Ernst & Young, administrators for House of Fraser, commented that gift card holders are likely to receive only a ‘modest recovery’ against the amount claimed. It has been suggested that House of Fraser customers could be receiving less than 1p for every £1 they are owed and that the process of claiming as an unsecured creditor may take up to 12 months

Gift card holders are also battling against claims from consumers who were refused refunds for goods purchased and paid for online but undelivered before House of Fraser was purchased by Sports Direct. 

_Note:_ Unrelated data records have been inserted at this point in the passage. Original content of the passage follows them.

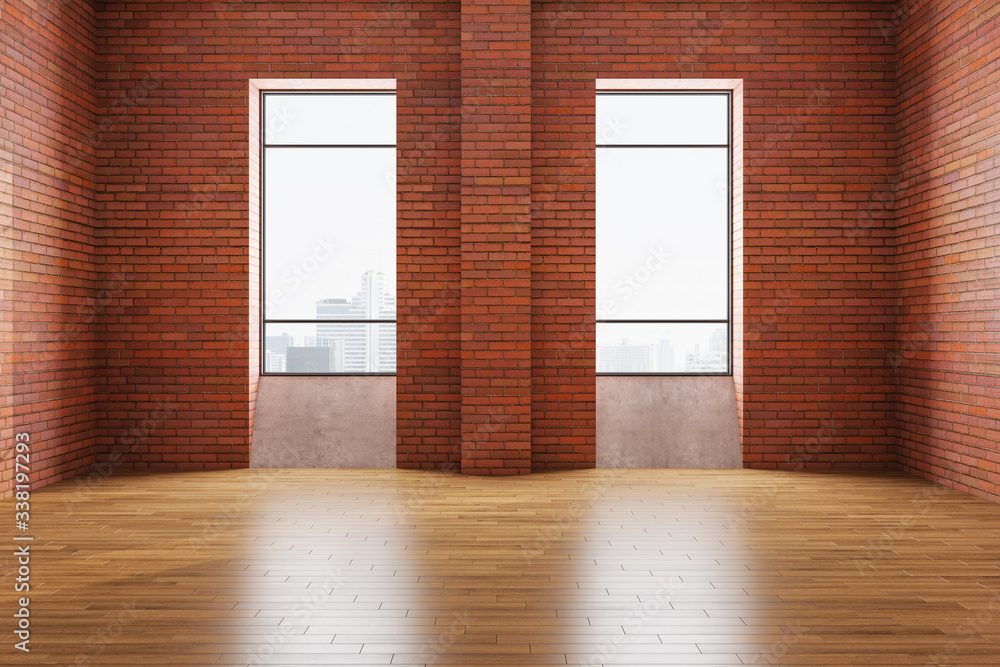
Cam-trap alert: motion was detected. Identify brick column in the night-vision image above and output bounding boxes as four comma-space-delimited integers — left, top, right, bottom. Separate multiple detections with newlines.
461, 0, 531, 475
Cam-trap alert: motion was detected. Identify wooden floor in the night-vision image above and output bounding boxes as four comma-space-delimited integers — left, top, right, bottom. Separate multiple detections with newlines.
0, 470, 1000, 666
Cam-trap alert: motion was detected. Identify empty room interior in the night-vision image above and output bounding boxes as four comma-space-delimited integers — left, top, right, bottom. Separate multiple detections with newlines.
0, 0, 1000, 667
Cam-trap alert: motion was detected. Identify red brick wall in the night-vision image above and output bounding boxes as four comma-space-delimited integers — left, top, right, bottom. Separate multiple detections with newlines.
532, 2, 895, 468
461, 0, 532, 474
13, 2, 997, 493
0, 2, 101, 496
98, 2, 461, 468
893, 0, 1000, 500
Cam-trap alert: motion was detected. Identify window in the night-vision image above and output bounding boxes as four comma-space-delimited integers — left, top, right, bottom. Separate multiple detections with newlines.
596, 86, 733, 375
260, 88, 396, 375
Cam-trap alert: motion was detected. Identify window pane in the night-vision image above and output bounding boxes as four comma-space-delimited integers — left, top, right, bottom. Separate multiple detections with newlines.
597, 323, 729, 373
596, 93, 729, 145
264, 322, 396, 373
596, 148, 729, 320
264, 93, 396, 146
264, 148, 396, 319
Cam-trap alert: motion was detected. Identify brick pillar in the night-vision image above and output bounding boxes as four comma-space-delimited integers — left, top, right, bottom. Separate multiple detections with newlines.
461, 0, 531, 475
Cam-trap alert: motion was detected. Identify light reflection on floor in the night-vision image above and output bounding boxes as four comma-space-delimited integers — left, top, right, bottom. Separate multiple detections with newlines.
7, 470, 1000, 665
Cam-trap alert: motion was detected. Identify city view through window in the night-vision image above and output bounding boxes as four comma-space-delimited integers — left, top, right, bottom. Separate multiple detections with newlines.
261, 91, 396, 375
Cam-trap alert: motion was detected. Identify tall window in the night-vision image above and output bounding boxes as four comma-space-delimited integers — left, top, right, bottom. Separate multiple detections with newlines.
596, 89, 733, 375
261, 90, 396, 375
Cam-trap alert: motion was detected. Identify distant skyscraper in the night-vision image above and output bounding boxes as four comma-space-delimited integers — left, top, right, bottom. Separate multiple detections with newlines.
287, 347, 333, 373
708, 327, 729, 354
659, 338, 674, 373
264, 333, 295, 373
316, 299, 367, 373
315, 271, 396, 373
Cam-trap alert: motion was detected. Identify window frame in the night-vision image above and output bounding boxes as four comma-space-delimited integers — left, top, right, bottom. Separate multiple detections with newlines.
594, 79, 742, 377
251, 79, 399, 377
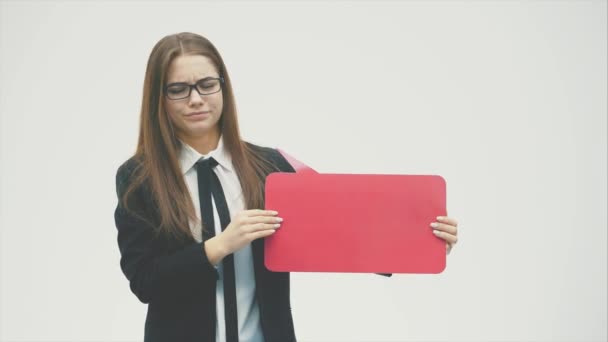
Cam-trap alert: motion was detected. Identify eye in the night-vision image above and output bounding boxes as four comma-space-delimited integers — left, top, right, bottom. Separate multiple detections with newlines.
167, 85, 188, 95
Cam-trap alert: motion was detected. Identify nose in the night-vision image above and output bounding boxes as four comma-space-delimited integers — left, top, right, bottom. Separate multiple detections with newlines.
188, 89, 203, 106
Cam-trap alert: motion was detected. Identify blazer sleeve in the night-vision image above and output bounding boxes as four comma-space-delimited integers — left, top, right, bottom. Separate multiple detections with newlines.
114, 163, 219, 303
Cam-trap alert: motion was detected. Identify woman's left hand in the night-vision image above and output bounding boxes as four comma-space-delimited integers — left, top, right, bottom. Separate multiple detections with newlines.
430, 216, 458, 254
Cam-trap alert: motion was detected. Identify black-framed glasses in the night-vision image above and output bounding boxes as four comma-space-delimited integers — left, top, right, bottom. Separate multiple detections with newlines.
164, 76, 224, 100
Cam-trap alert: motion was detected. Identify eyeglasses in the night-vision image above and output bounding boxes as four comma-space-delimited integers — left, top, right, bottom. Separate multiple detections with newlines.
164, 77, 224, 100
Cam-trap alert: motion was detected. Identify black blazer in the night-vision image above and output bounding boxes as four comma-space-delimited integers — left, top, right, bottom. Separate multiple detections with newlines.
114, 144, 296, 342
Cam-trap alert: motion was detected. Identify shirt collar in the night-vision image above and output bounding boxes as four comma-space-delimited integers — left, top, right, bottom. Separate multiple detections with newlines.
179, 136, 233, 174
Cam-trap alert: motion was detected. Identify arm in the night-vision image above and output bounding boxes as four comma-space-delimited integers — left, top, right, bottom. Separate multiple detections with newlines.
114, 162, 218, 303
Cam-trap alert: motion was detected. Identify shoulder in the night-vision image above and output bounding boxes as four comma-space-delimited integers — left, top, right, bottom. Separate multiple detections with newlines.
245, 142, 295, 172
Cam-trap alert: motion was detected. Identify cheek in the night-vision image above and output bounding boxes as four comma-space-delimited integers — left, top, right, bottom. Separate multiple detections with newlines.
165, 104, 180, 126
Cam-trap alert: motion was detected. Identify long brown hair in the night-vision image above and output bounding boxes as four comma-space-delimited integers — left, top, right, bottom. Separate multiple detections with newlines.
121, 32, 273, 240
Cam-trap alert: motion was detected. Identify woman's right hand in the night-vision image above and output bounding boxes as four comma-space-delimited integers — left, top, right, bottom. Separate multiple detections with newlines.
217, 209, 283, 255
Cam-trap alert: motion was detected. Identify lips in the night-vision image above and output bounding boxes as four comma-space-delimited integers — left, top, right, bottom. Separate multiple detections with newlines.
186, 111, 211, 116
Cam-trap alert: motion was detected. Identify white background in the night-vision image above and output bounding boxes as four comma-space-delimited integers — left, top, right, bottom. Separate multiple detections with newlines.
0, 1, 607, 342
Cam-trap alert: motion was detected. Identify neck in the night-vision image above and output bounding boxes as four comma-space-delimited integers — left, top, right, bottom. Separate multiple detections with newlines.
181, 130, 220, 155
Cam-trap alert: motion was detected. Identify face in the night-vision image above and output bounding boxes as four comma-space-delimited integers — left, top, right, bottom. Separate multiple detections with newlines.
163, 55, 224, 141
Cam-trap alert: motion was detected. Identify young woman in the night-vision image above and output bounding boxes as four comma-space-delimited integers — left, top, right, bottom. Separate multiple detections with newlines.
115, 33, 456, 342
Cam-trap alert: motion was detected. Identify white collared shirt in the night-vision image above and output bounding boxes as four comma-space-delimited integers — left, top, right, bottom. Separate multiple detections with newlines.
179, 137, 264, 342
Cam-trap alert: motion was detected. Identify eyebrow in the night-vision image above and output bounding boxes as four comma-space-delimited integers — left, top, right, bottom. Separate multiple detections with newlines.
167, 75, 220, 86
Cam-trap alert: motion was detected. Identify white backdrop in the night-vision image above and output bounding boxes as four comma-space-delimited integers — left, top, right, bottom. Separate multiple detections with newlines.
0, 1, 607, 342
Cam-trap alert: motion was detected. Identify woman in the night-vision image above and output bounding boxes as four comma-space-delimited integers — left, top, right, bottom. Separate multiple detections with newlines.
115, 33, 456, 342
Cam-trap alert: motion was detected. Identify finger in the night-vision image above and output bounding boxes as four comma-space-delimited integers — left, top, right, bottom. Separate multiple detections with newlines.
243, 216, 283, 224
437, 216, 458, 227
429, 222, 458, 235
243, 209, 279, 216
433, 230, 458, 245
245, 223, 281, 233
249, 229, 276, 241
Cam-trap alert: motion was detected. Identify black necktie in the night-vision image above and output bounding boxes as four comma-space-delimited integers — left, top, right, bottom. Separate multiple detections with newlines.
196, 157, 239, 342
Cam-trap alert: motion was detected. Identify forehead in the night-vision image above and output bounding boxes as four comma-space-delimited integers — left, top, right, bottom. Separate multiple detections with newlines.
167, 55, 219, 83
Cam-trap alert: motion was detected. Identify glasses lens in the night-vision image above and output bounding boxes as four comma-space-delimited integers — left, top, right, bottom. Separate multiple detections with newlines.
167, 84, 190, 100
196, 80, 220, 95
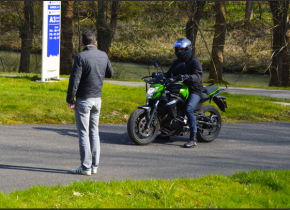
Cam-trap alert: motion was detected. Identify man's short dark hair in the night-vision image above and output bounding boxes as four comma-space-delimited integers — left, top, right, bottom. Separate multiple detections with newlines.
82, 30, 96, 45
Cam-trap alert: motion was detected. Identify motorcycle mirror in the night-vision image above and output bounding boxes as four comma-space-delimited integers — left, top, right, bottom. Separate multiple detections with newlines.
151, 60, 158, 68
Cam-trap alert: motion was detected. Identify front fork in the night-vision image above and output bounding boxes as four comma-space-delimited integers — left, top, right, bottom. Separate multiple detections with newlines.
138, 100, 159, 130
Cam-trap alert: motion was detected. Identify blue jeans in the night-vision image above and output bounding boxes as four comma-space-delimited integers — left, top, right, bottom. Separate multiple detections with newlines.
75, 98, 102, 169
185, 93, 200, 133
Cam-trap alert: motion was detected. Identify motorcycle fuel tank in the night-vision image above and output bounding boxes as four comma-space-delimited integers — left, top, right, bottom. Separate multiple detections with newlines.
166, 82, 189, 99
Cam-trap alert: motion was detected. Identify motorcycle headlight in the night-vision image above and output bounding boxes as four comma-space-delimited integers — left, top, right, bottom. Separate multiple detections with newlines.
146, 87, 159, 99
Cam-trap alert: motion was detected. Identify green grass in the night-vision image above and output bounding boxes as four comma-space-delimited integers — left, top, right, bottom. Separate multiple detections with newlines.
0, 75, 290, 124
0, 74, 290, 208
0, 170, 290, 209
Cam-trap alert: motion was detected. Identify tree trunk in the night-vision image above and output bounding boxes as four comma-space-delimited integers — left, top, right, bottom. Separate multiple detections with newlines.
208, 1, 226, 83
245, 1, 253, 20
60, 1, 75, 74
19, 1, 34, 73
269, 1, 290, 86
186, 1, 206, 55
96, 1, 120, 53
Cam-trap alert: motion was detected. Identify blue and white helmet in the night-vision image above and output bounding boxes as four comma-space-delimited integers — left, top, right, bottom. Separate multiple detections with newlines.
174, 38, 192, 61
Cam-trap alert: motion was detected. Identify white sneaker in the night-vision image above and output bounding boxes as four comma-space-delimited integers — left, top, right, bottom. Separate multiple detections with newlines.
92, 168, 98, 174
70, 166, 92, 176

The plight of high-street stores has been common in recent years with the growth of low-cost online retailers, coupled with lower household income which has caused slow growth in retail sales. What’s worrying is that despite the administration of high-street stores becoming more common, protection for consumers remains minimal

Limited protection is available under Section 75 of the Consumer Credit Act but only if the value of the purchase was over £100 and a credit card, not a debit card, was used. A claim under Section 75 makes the credit card provider jointly liable with the retailer in the event that the retailer goes out of business. However, there’s no specified time frame for the card provider to resolve your claim and there is still the risk that your claim might be rejected.  

Chances are that most gift cards won’t be for an amount over £100, leaving customers with little choice but to claim as an unsecured creditor in the House of Fraser administration.

While it seems that customers have lost out this time, it may be time to reconsider implementing legislation to strengthen consumer protection in these circumstances.